On Monday, right after that “gas guzzling is great again” story hit, the Spokane City Council passed an ordinance calling for that city of 215,000 to be powered by 100 percent clean, renewable energy by the year 2030.
Right now 45 percent of Spokane’s electricity comes from natural gas and coal, so replacing that in 12 years is an ambitious goal. But even the utility, Avista, came to support the idea, even though it has doubts about how to pull it off, said Brian Henning, a Gonzaga University professor who helped craft the new policy.

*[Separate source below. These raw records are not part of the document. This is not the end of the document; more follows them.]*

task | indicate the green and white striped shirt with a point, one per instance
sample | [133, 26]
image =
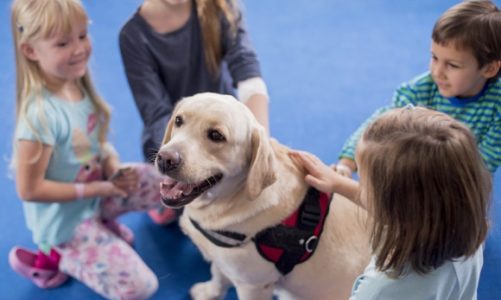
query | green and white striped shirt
[481, 113]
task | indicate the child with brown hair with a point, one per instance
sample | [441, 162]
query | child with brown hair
[427, 192]
[463, 79]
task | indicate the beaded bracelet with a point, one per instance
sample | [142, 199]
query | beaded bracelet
[79, 190]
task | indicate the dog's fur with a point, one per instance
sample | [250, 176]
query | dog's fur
[260, 187]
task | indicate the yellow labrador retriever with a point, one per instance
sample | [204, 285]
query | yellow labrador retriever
[249, 211]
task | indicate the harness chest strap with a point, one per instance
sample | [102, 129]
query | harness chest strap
[287, 244]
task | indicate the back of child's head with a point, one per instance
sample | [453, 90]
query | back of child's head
[209, 13]
[472, 25]
[427, 187]
[31, 21]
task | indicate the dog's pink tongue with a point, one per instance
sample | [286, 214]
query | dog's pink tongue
[172, 189]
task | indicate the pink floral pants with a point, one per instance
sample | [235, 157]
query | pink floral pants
[103, 261]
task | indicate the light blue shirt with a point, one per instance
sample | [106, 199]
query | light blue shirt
[71, 128]
[454, 280]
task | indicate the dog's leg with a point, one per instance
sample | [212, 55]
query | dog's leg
[213, 289]
[254, 292]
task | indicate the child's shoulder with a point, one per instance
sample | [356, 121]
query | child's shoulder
[41, 103]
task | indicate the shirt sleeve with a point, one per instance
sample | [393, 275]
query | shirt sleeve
[404, 95]
[490, 146]
[238, 52]
[39, 124]
[150, 95]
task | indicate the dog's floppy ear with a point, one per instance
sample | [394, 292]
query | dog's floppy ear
[168, 131]
[262, 167]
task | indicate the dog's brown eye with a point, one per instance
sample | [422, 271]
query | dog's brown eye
[178, 121]
[215, 136]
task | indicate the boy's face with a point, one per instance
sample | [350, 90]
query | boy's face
[456, 72]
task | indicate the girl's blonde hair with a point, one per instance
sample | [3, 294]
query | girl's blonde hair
[210, 14]
[427, 187]
[40, 19]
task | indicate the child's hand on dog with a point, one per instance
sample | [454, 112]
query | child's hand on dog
[320, 176]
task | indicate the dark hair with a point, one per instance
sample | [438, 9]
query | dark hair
[474, 25]
[427, 188]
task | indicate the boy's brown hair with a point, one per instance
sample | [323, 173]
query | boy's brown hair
[427, 188]
[472, 25]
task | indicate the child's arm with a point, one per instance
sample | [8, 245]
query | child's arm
[324, 178]
[123, 177]
[31, 165]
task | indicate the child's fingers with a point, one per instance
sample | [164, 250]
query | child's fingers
[316, 183]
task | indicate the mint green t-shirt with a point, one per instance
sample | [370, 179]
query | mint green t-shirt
[71, 128]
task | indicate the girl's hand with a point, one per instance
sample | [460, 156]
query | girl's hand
[105, 189]
[321, 176]
[125, 178]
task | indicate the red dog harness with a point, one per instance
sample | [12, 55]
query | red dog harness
[287, 244]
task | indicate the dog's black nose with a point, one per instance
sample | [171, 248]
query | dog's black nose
[167, 161]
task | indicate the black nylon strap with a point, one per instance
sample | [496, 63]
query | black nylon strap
[210, 235]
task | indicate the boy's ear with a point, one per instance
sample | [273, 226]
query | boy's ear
[28, 51]
[491, 69]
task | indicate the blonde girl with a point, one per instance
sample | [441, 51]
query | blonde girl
[70, 179]
[427, 189]
[177, 48]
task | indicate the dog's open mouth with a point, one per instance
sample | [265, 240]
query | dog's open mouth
[177, 194]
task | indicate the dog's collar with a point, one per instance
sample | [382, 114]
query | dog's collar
[287, 244]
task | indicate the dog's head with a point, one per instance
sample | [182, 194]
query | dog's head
[213, 147]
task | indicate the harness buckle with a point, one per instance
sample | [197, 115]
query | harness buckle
[311, 243]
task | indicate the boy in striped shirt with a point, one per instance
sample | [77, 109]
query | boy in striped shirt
[463, 79]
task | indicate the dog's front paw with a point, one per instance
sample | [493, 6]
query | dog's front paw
[206, 291]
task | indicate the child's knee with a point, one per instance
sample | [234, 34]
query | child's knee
[142, 287]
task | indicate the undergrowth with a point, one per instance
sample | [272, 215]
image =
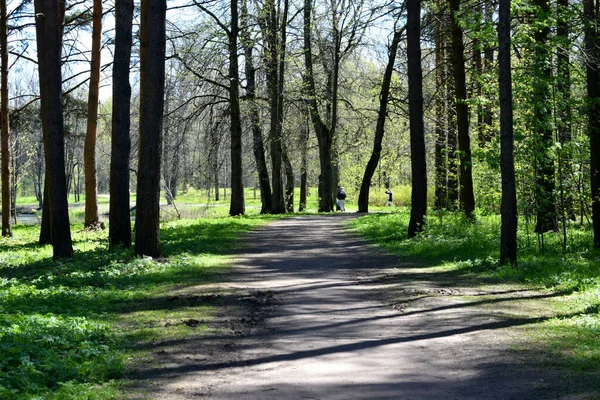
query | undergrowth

“What’s happening in cities and counties around the nation is a complete disconnect from the fossil-fuel approach being talked about at the national level,” Henning said.
While Spokane’s council is more liberal than the rest of Eastern Washington, Henning said solar and wind gets a lot of support there from conservatives who “like the idea that we can generate our own energy, and be self-reliant.”
Whatcom County in northwest Washington is red enough to be represented at the state legislative level solely by Republicans (including climate-change doubter Sen. Doug Ericksen). But it too voted recently to push toward 100 percent renewable energy.
The top five states most dependent on wind energy are all red states. Kansas, for instance, gets 36 percent of its total electricity from the windmills Trump is going around mocking.
“There’s an energy transformation taking place in this country, no matter how backward they get it at the federal level,” says Bruce Speight, of the local group Environment Washington.
I bring all this up because of Trump demagogues everything, sowing division even where it doesn’t exist. But a movement from below — one bubbling in both red areas and blue — isn’t one he’s likely to have the attention span to stop.
As for the part about gas guzzling being added to the list of things that will Make America Great Again, c’mon, conservatives. The word “conserve” is right there in your name.